The mages and warlocks? Their hands are soft, often pale from the time spent in the laboratory or tower, whispering secrets to their tubes and retorts – or their demons. Oh, there may be a wand-callus or two in there, if the spell-chucker’s been careless…but on the whole, I’ve seen that most magician’s hands are soft, but solid. And powerful…Light, you can almost smell the arcane power that whips and crackles about their fingers. There’s a reason I don’t make a practice of lightening the purses of arcanists…I have no ambition to spend my life as a sheep.
Druid hands and priest hands are a matter of degrees, I think. Many druids have nicks on their hands here and there, and thick calluses on fingertips and palms where their feral-form paw pads are. Priests have their calluses too…from prayer beads, holy texts, and ministry. Though I have seen a very few priests who carry calluses on their hearts, not their hands…though they’re usually best to avoid, rather than deal with. Shadowy folk, that lot. But as I was saying…druid hands, apart from the undeniable night elven grace in them, are often more tanned and weathered than the hands of a priest…but other than that, I have found only limited difference in the two callings.
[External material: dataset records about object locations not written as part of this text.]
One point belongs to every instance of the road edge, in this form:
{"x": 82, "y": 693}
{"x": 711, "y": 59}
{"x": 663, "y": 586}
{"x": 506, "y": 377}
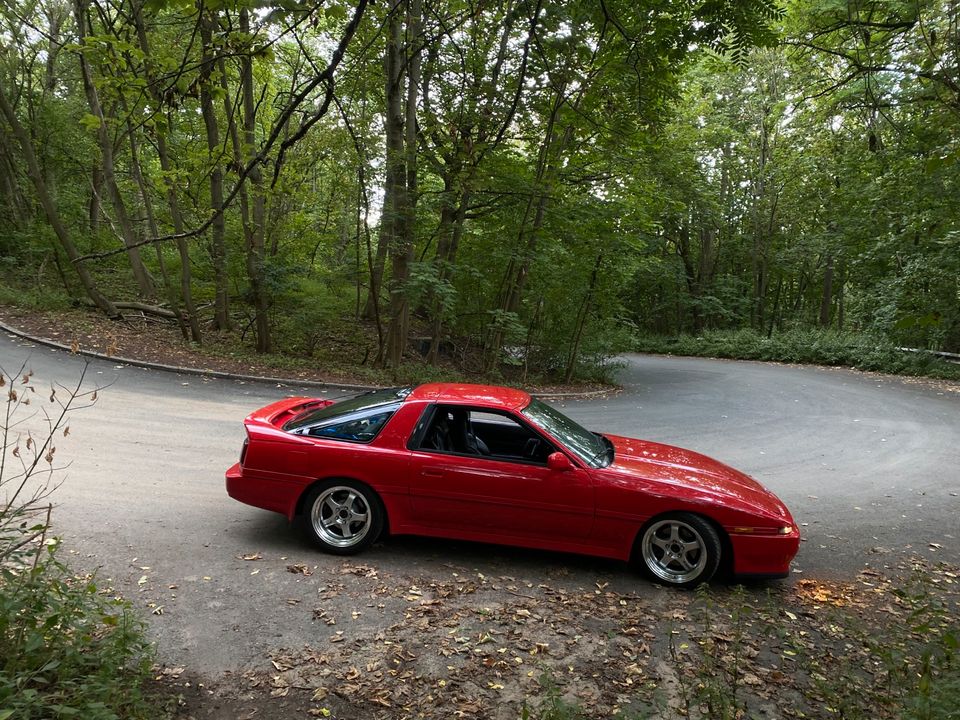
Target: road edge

I’ve only had the opportunity to examine the hands of one hunter in particular at close range – a dwarven hunter at that. His hands were tough and leathery, callused by blade and gun, and smelt of powder and shot. And that’s exactly the sort of person this hunter was, he with his boar companion – tough as nails, and willing to give you every once of his being if you gave him the same in an endeavor. There’s little room for duplicity in a hunter’s hands.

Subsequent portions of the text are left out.